‘Artist’ vs. ‘Human’ with Featured Créative Aria Bird

Before the pandemic started, I had gone two full years without creating, without drawing one single new drawing. Just re-posting old artwork, throwbacks, and maybe starting a new concept for a series and never finishing it. I had gotten more depressed than I'd ever been before. As much as I hate to say it, this past year's pandemic helped bring me out of it.

Long before the pandemic, I did numerous art markets, was ripped off by art showcase companies, and let other collectives take fifty...yes 50%...commission. One day I realized this isn't fun and doesn't feel fair. Taking on the title of ‘artist’ felt like a burden. For example, turning my art into mass produced soulless stickers for people that thought $2 was too expensive—if this was what being an ‘artist’ meant, I wanted no part of it.

A month after the pandemic hit, like many others, I was let go from my day job of three years as a graphic designer. I also had broken up with my boyfriend of what would have been six years, which meant I needed to find a new home. Through several frustrating attempts to find a new place to live, I ended up at my family's cabin in the middle of the woods. With no internet, no cell service, and no insulation. I was in a place cut off from the modern world, which gave me space to be with myself. Turns out, I hadn’t had a chance to sit and think since I was sixteen.

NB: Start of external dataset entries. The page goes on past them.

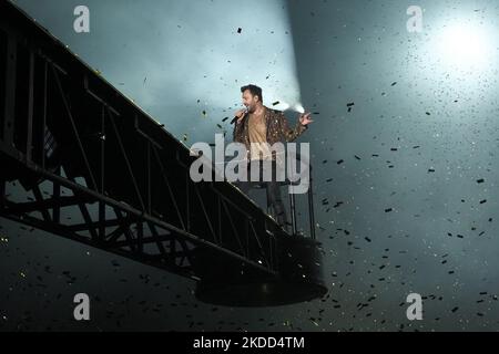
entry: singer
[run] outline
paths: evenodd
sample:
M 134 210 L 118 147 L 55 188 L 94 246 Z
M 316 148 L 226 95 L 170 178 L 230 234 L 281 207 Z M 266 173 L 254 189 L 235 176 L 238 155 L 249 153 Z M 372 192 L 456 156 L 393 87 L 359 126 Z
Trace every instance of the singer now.
M 292 129 L 288 126 L 284 113 L 272 110 L 263 104 L 262 88 L 256 85 L 246 85 L 241 87 L 243 94 L 243 105 L 245 110 L 240 110 L 235 113 L 232 123 L 234 126 L 234 142 L 242 143 L 246 146 L 248 159 L 248 175 L 252 166 L 259 166 L 259 174 L 262 175 L 261 160 L 272 162 L 273 180 L 266 183 L 267 196 L 269 205 L 273 207 L 277 218 L 277 223 L 289 230 L 287 222 L 286 209 L 281 198 L 279 183 L 276 180 L 276 164 L 282 164 L 282 158 L 276 156 L 275 152 L 271 153 L 269 146 L 278 142 L 293 142 L 302 133 L 308 128 L 310 113 L 302 114 L 296 126 Z M 254 164 L 254 163 L 257 164 Z M 244 192 L 253 187 L 255 181 L 251 178 L 247 181 L 238 181 L 236 186 Z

To say I was burnt out pre-pandemic would be an understatement. I had always been a restlessly annoying overachiever, always feeling as though everything I was doing wasn’t enough. Not taking a break between high school and college, no breaks in college, and no break between college and my first job. During that first job I ended up starting a full-fledged art business and Etsy shop on the side. Even my lunch breaks would consist of walking down to Herkimer’s coffee to work on my drawings and apply for art shows and markets. I never realized how stressed and exhausted I was until the pandemic forced me to stop. Not only stop working but stop living the lie-fstyle I had become so accustomed to.